Back to the matter at hand: Wikipedia defines a CEP as "... primarily an event processing concept that deal with the task of processing multiple events with the goal of identifying the meaningful events within within the event cloud. CEP employs techniques such as detection of complex patterns of many events, event correlation and abstraction, event hierarchies, and relationships between events such as causality, membership, and timing, and event-driven processes." By it's very name, it is an Event - not something static - and it is Complex in that there MUST be something that about the event(s) that makes it not easily solvable or analyzed.
Since the definition seems to be getting in the way, let's say what it is NOT. It is not:
- Simple
- Time comparisons (only)
- Rules (only)
- Processes (only)
- Neural Net (only)
- Necessarily Distributed
So, now that we (OK, just me) have said what it is NOT maybe we can say what it might be. (This part is what is open for discussion.) How about this? "A Complex Event is any event in time that is composed of multiple facts - whether static or dynamic - or events the outcome of which defy ordinary logic and the outcome is solvable according to either rules or neural networks and the same set of facts and events always have the same resultant process." Or something like that. What a CEP is NOT is BRMS, an inference process (only) nor any one set of things that would constrain the solution.

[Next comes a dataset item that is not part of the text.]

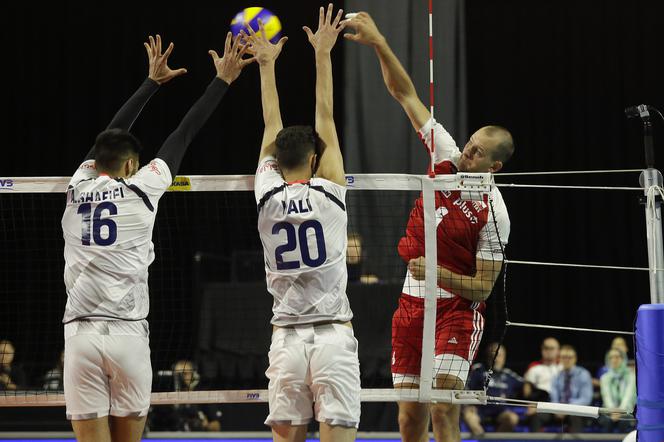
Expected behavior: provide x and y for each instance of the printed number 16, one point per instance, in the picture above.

For example, forecasting is an extremely complex process wherein only the short term can be predicted with any degree of accuracy. If any financial forecasting package could predict the future within 5% within the next 12 months then the owner would make a small fortune. You just can't know everything about everything. Personally, my goal is that between now and October Rules Fest for 2009 I will have made some kind of significant progress on a commercially viable forecasting package. If nothing else, my goal of understanding exactly HOW to do event-driven-rule-constrained-forecasting will be better.